En esta noticia
Con el plazo de la presentación de la Renta llegando a su fin, las “cartas del miedo” de Hacienda vuelven a escena. La Agencia Tributaria intensifica los controles sobre las declaraciones y pone el foco en posibles errores o discrepancias detectadas en los datos de los contribuyentes.
Estas comunicaciones irán casa por casa y no implican una sanción inmediata, pero sí obligan a revisar la información presentada. En muchos casos, el contribuyente deberá justificar o corregir datos para evitar problemas mayores con Hacienda.
Durante 2025, la Agencia Tributaria (bajo el gobierno de Pedro Sánchez), ha enviado más de 80.000 cartas, lo que marca un récord desde que se aplica este sistema de control.
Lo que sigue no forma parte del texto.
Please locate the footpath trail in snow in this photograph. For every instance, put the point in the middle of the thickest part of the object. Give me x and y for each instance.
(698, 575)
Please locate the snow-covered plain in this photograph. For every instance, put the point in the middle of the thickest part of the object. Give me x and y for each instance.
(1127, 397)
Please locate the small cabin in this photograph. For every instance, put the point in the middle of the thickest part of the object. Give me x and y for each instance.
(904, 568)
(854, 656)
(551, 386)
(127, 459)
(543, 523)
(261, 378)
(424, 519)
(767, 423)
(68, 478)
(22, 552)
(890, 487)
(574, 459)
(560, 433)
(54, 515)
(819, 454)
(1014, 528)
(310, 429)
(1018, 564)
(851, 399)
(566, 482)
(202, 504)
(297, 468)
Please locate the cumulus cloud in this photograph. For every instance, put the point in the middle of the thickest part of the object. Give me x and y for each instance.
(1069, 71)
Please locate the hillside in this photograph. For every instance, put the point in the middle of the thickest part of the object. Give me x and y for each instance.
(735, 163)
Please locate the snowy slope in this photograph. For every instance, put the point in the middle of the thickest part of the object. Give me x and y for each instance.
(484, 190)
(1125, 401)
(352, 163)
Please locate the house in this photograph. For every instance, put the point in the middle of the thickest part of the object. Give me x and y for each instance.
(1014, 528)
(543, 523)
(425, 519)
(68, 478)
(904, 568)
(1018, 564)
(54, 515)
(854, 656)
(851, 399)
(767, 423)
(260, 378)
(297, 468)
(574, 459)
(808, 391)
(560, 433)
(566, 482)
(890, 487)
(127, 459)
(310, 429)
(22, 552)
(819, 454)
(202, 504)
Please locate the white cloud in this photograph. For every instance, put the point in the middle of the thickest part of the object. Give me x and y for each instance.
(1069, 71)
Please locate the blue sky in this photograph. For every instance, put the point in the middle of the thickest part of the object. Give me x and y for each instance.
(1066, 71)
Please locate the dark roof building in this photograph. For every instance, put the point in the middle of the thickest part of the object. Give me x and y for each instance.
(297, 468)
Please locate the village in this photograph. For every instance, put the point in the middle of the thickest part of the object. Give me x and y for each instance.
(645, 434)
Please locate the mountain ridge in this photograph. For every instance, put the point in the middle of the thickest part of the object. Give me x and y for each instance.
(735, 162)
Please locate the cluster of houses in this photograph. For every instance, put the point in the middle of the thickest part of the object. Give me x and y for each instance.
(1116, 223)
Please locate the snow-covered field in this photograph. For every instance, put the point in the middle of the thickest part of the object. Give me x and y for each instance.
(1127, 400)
Además, el organismo debe resolver devoluciones antes de fin de año para evitar recargos.

¿Quién obtendrá las cartas de Hacienda en España?
Las “cartas del miedo” son comunicados destinados a contribuyentes que presentan indicios de discrepancias en sus declaraciones. La Agencia Tributaria presta especial atención a los profesionales autónomos, aunque cualquier ciudadano puede recibir una notificación.
El propósito de estas cartas es nítido: el contribuyente tiene la obligación de explicar, justificar o corregir la información presentada en su declaración de la Renta. No constituye una sanción automática, dado que se ofrece un margen para clarificar la situación.
Sin embargo, si no se justifica la discrepancia adecuadamente, la Agencia Tributaria puede comenzar un proceso de regularización que conlleve sanciones económicas. Entre los errores más comunes se incluyen deducciones indebidas, ingresos no declarados o ayudas mal informadas.

Cartas del miedo de Hacienda: tipos y su significado
No todas las “cartas del miedo” poseen el mismo alcance. Algunas se presentan como informativas, mientras que otras implican un requerimiento formal por parte de la Agencia Tributaria.
Las cartas informativas únicamente comunican datos y no demandan una respuesta obligatoria, aunque resulta recomendable verificar su contenido. Actúan como una advertencia preventiva.
Por el contrario, las cartas de requerimiento sí requieren una respuesta. Se envían en situaciones en las que Hacienda detecta discrepancias entre la declaración presentada y sus archivos fiscales. Desatenderlas podría resultar en sanciones.
No responder a Hacienda: multas, recargos y cuánto pagarás
Las consecuencias de no responder a las “cartas del miedo” pueden ser significativas. Si la declaración resulta en un pago pendiente y no se efectúa, se aplican recargos acumulativos desde el primer mes.
El recargo inicial es del 1% en el primer mes y se incrementa en un 1% adicional por cada mes de demora. A partir del duodécimo mes, el recargo asciende al 15% más los intereses por demora.
En situaciones más severas, como la falta de justificación de discrepancias tras un requerimiento, las sanciones pueden oscilar entre el 50% y el 150% de la deuda. Si no existe deuda, la multa puede ascender a 200 euros. Esta puede reducirse a 100 euros si se omite la presentación de la declaración sin requerimiento previo.
Adicionalmente, si Hacienda no lleva a cabo oportunamente las devoluciones pertinentes, es posible que se aplique un recargo del 0,4% en ciertos casos.
Es imperativo seguir un conjunto de recomendaciones para asegurar la correcta gestión de las declaraciones fiscales. Estas son las acciones a llevar a cabo:
- Revisar todos los datos de la declaración presentada.
- Comparar la información con los datos fiscales disponibles.
- Aportar documentación que justifique ingresos o deducciones.
- Rectificar la declaración si se detectan errores.
- Responder dentro del plazo indicado en la notificación.
- Evitar ignorar la carta, ya que puede derivar en sanción automática.
Con la ejecución de estas recomendaciones se busca mitigar posibles inconvenientes en el ámbito fiscal, propiciando un manejo adecuado y responsable de las obligaciones tributarias.